The Psychology Behind Booms, Busts and Bad Decisions
Markets are built on information, but they are operated by humans. That distinction matters enormously. Every price on every exchange is the product of a decision made by someone who is tired, overconfident, or caught in a narrative so compelling that contradicting evidence barely registers. Understanding why otherwise rational people make systematic errors in financial markets is not just an academic exercise — it is a practical guide to the forces that move prices.
The intellectual foundation for this field largely traces to Daniel Kahneman's work on how we decide. Kahneman and his longtime collaborator Amos Tversky demonstrated in decades of careful experiments that human judgment departs predictably from rational models. People overweight recent information, avoid losses more intensely than they seek equivalent gains, and rely on mental shortcuts that produce systematic biases. The financial consequences of these patterns are observable at every level of the market, from the individual retail account to the institutional desk.
One of the most persistent errors is the false belief that a streak is "due" to end. After a stock rises for five consecutive sessions, many investors assume a pullback is imminent — not because of any change in fundamentals, but because the streak feels unnatural. The same logic runs in reverse after losses. In reality, each day's price movement is influenced by its own set of conditions; past performance does not create a corrective obligation. Kahneman's research helps explain why this fallacy is so hard to shake: our pattern-recognition machinery, which serves us well in many domains, actively generates the illusion of predictability in random sequences.
Equally powerful is our hunger for a tidy story that explains the chart. Markets generate an enormous volume of data; we cope by constructing simple causal stories. A stock rose because of the earnings beat. A bond sold off because of the inflation print. These post-hoc narratives feel satisfying and are usually partly true, but they conceal the noise and complexity that actually drive prices. The danger is that a compelling narrative can survive contact with disconfirming evidence — investors who have built an identity around a particular story will find reasons to discount contradictions rather than update their view.
The halo effect compounds the narrative fallacy in a specific way. When a company executes brilliantly on one visible dimension — a charismatic founder, a breakthrough product, a spectacular IPO — investors often assume that competence radiates outward to cover its finances, management depth, and competitive position. This cognitive transfer is not always wrong, but it is systematically unreliable, and it creates the conditions for disappointment when the halo dims.
All of these tendencies converged in the 2021 GameStop mania, which has become the defining case study of retail-era behavioral finance. A community of retail investors on Reddit identified that hedge funds had built enormous short positions in a struggling retail chain.

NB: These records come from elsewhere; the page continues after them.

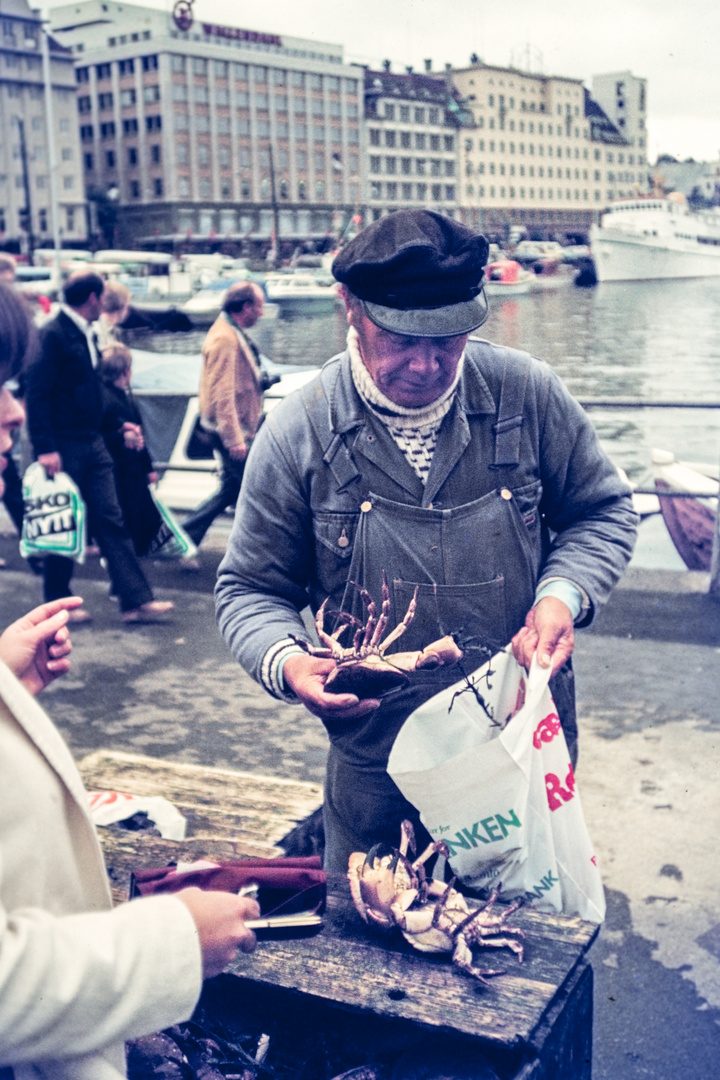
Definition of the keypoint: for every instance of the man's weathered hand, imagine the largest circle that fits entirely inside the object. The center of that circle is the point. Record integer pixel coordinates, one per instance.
(306, 676)
(219, 918)
(548, 631)
(51, 462)
(37, 647)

The narrative — ordinary investors punishing institutional shorts — was irresistible. The gambler's fallacy ran in both directions: buyers believed the squeeze would continue; shorts believed the reversal was due. The halo effect attached itself to anyone who had called the trade early. And the narrative fallacy ensured that the fundamentals of the underlying business were almost entirely irrelevant to the conversation. The episode was not irrational in a simple sense; it was rational behavior within a frame that the crowd had collectively chosen to inhabit.

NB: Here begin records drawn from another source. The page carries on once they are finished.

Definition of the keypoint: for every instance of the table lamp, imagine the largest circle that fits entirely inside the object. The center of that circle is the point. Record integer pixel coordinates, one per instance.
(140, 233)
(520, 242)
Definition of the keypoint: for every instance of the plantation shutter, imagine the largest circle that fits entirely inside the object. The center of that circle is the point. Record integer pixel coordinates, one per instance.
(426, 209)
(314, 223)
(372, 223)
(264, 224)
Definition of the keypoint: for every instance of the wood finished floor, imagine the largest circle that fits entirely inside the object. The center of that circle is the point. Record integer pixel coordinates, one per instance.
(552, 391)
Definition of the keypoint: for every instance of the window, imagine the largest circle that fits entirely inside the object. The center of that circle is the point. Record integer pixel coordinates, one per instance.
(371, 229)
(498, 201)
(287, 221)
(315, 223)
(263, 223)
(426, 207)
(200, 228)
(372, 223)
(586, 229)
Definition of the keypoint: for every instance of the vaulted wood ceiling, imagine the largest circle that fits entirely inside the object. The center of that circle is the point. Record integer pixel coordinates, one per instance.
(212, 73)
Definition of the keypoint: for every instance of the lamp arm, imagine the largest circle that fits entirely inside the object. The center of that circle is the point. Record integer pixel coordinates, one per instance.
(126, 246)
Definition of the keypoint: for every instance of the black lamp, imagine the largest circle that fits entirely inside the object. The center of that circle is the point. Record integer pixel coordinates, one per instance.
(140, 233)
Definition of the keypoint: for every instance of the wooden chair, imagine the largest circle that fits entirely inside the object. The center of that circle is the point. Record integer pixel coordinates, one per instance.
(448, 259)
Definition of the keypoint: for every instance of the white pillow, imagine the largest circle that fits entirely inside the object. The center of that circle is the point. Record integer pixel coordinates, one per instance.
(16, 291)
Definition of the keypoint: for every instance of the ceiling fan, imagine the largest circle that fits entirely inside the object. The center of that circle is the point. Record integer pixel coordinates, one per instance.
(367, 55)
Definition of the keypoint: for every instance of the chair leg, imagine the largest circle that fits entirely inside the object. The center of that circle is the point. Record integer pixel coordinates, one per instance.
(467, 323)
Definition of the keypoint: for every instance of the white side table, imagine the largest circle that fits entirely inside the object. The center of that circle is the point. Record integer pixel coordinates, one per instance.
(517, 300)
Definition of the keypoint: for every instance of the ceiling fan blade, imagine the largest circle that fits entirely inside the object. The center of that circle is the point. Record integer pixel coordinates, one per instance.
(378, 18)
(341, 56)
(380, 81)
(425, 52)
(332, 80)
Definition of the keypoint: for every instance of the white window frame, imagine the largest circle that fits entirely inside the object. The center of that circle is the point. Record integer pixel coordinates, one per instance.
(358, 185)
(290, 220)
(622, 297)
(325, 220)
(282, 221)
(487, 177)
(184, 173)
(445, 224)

The practical lesson is not that emotions should be purged from investing — that is neither achievable nor perhaps desirable. It is that awareness of these mechanisms provides a partial defence. Recognising the gambler's fallacy in real time, interrogating the narrative you find most convincing, and asking what the halo is hiding: these habits do not eliminate bias, but they slow it down enough to allow a second look.
In this way, behavioural finance and privacy engineering have something in common. Both fields ask the same core question: what systematic distortions does the human operator introduce into a system, and how do we design around them? The answers differ, but the diagnostic habit is identical.